When a dataset is first loaded, TensorFlow Datasets will automatically download the dataset from the cloud to local, and show the download progress. For example, when loading the MNIST data set, the terminal output prompts the following.

Downloading and preparing dataset mnist (11.06 MiB) to C:\Users\snowkylin\tensorflow_datasets\mnist\3.0.0...
WARNING:absl:Dataset mnist is hosted on GCS. It will automatically be downloaded to your
local data directory.

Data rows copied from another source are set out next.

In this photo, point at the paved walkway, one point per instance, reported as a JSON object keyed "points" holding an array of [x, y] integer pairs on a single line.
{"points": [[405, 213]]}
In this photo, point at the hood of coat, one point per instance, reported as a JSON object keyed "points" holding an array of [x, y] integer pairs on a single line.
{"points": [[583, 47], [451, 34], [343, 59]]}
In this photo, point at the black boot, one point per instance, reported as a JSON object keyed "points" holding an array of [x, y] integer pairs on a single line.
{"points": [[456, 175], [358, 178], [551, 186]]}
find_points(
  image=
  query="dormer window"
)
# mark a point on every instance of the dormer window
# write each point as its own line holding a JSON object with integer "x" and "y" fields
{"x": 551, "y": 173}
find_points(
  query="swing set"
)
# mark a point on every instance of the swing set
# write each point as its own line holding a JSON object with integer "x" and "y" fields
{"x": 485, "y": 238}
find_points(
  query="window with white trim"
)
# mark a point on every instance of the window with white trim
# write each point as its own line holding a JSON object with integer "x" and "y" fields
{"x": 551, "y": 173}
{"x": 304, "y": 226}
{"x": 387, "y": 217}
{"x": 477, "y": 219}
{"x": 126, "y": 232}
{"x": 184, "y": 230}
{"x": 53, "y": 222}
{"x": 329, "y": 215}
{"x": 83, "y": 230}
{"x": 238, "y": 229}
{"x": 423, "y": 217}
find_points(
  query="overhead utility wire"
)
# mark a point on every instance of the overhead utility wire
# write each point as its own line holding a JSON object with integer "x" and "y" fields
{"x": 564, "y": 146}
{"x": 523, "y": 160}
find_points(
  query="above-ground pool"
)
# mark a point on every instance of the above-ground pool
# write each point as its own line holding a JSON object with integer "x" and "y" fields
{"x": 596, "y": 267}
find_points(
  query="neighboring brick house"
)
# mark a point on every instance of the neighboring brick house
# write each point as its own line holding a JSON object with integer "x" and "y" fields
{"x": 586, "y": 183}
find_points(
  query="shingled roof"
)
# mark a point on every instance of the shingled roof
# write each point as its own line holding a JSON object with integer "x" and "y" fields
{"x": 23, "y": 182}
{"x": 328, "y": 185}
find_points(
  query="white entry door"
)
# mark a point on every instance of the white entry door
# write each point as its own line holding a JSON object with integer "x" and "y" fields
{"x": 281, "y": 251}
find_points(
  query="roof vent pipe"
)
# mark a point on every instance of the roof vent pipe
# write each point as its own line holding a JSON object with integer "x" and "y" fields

If you'd instead prefer to read directly from our public
GCS bucket (recommended if you're running on GCP), you can instead set
data_dir=gs://tfds-data/datasets.

Dl Completed...: 100%|██████████████████████████████████████████████████████████████████████████████████████| 4/4 [00:10<00:00,  2.93s/ file]
Dl Completed...: 100%|██████████████████████████████████████████████████████████████████████████████████████| 4/4 [00:10<00:00,  2.73s/ file]
Dataset mnist downloaded and prepared to C:\Users\snowkylin\tensorflow_datasets\mnist\3.0.0. Subsequent calls will reuse this data.

The tfds.load method returns an tf.data.Dataset object. Some of the important parameters are as follows.

  • as_supervised: If True, each row element in the dataset is organized into a pair (input, label) (i.e., “data + label”) based on the characteristics of the dataset, otherwise each row element in the dataset is a dictionary with all the features.

  • split: Specifies a part of the dataset. If not specified, the entire data set is returned. Usually the datasets will have tfds.Split.TRAIN (training set) and tfds.Split.TEST` (test set) options.

The currently supported datasets of TensorFlow Datasets can be viewed in the official documentation, or they can also be viewed using tfds.list_builders().

Once a dataset of the type tf.data.Dataset is available, we can use tf.data to perform various pre-processing operation of the dataset. For example.

# Load "tf_flowers" dataset using TessorFlow Datasets
dataset = tfds.load("tf_flowers", split=tfds.Split.TRAIN, as_supervised=True)
# Resize, shuffle and batch dataset
dataset = dataset.map(lambda img, label: (tf.image.resize(img, [224, 224]) / 255.0, label)) \
    .shuffle(1024) \
    .batch(32)
# iterate through data
for images, labels in dataset:
    # do operations with images and labels

Detailed instructions can be found in the tf.data section of this handbook . The distributed training chapter also uses TensorFlow Datasets to load datasets. You can refer to the sample code in these sections for further information on how to use TensorFlow Datasets.